Asimismo se pretende la reestructuración de sus derechos que han sido amenazados, vulnerados o inobservados, a través de programas de rehabilitación integral que logran contribuir al fortalecimiento de sus potencialidades, garantizando un proyecto de vida más funcional con integración en la sociedad.
En un principio la actividad principal a realizar como voluntaria era la gestión de recursos para la fundación, a través de visitas a empresarios y posibles donantes que se sintieran conectados con la causa. Sin embargo y después de visitar la “Tierra de Sabios” (como es llamada la sede de la fundación) y encontrar en ella el amor incondicional e inocente de un poco más de veinticinco niños que inspiran y llenan corazones, incluso con sus discapacidades; no dudé un solo instante de transmitirle al director mi intención de participar activamente en toda actividad lúdica que se desarrolla allí todos los días como parte de su programa.
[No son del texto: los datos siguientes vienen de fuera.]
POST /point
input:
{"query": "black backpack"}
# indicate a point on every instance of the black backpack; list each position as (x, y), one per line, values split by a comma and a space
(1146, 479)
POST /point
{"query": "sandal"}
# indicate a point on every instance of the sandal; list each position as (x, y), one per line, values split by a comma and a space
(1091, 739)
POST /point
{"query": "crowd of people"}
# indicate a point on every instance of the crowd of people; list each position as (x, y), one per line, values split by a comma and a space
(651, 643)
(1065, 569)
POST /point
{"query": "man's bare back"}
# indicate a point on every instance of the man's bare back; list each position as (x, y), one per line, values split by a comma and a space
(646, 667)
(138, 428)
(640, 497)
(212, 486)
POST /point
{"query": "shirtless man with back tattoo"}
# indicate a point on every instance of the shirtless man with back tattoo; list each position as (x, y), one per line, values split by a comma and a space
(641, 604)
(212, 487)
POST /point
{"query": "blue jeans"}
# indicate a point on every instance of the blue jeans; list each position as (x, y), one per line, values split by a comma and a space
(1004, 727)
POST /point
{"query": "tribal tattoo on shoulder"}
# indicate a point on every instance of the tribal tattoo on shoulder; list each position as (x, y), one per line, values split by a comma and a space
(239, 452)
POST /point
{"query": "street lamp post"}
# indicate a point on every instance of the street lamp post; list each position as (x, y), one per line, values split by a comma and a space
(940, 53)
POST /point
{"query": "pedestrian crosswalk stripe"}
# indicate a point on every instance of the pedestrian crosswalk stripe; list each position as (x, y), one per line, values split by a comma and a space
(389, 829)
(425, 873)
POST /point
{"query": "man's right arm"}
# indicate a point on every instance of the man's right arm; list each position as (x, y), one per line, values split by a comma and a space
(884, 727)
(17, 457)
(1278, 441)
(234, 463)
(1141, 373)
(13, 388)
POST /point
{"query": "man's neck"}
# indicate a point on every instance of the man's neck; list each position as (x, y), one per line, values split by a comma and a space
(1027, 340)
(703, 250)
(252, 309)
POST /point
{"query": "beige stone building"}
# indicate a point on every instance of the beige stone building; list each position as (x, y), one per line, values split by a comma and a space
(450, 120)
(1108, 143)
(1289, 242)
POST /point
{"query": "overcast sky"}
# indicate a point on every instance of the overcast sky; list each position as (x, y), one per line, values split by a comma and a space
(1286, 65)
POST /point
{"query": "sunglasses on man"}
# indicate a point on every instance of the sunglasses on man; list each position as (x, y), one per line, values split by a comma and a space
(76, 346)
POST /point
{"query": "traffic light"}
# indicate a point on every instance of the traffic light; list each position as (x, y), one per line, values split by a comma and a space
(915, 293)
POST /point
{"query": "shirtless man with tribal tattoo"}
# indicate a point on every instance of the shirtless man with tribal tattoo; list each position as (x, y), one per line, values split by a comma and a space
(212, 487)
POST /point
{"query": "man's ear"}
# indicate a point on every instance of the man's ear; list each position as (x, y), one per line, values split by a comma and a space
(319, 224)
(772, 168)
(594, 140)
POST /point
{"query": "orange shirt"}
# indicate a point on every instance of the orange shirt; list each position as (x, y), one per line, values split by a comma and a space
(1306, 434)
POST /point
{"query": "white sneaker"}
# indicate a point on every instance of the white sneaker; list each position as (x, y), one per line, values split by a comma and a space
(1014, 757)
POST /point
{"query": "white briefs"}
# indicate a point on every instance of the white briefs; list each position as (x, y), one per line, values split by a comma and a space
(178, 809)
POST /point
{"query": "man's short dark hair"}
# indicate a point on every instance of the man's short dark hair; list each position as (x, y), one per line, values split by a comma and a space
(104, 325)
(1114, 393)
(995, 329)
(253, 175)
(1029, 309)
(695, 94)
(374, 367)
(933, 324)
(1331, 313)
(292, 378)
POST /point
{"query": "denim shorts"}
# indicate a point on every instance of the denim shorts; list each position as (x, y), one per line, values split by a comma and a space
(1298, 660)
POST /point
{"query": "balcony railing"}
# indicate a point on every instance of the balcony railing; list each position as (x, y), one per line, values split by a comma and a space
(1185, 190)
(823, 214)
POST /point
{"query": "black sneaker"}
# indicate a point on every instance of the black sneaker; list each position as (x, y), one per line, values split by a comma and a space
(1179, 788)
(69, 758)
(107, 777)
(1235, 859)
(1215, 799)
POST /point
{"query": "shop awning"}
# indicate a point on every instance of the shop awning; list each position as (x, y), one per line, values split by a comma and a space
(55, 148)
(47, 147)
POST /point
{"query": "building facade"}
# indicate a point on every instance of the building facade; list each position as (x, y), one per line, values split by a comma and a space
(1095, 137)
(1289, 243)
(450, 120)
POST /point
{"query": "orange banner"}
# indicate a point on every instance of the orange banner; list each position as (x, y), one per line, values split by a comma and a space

Una vez aceptada la propuesta por parte del director, la intención del voluntariado se amplió, pues las prioridades ya eran tanto las actividades de búsqueda de recursos como las actividades lúdicas en las que participaría. Entre ellas estaba: asistir en el cuidado y fortalecimiento motriz de los más pequeños entre 1 y 6 años de edad y apoyar talleres y juegos que estimulan el aprendizaje en los niños. Además se informaba a empresas y personas las diferentes formas de contribuir a la fundación.
Uno de los aprendizajes más significativos del voluntariado fue el aprender a dar con el corazón a quienes lo necesitan, sin esperar una retribución. Adicionalmente me enseñaron que siendo niños con diferentes discapacidades físicas, tienen una capacidad única que es contagiarte con sus sonrisas, las cuales tienen el poder de transformar vidas. Ligado a lo anterior, al estar en contacto permanente con estas historias de vida, comprendí de una manera más profunda la importancia y el poder del agradecimiento, porque estos seres de luz aún con sus diversas discapacidades siempre tenían para brindar una sonrisa sincera como agradecimiento y eso llena el alma y el corazón de inmensa gratitud.
Teniendo en cuenta mi propia experiencia, me permito decir que las personas deberíamos ser más conscientes de participar en actividades con fines solidarios, por lo menos alguna vez en nuestras vidas, porque no solo se benefician a quienes servimos sino también nosotros como voluntarios, pues es una experiencia que aporta a nuestro crecimiento personal y de nuestro entorno. Al involucrarnos en el servicio a los demás nos sentimos parte de un universo infinito en cual todos estamos conectados.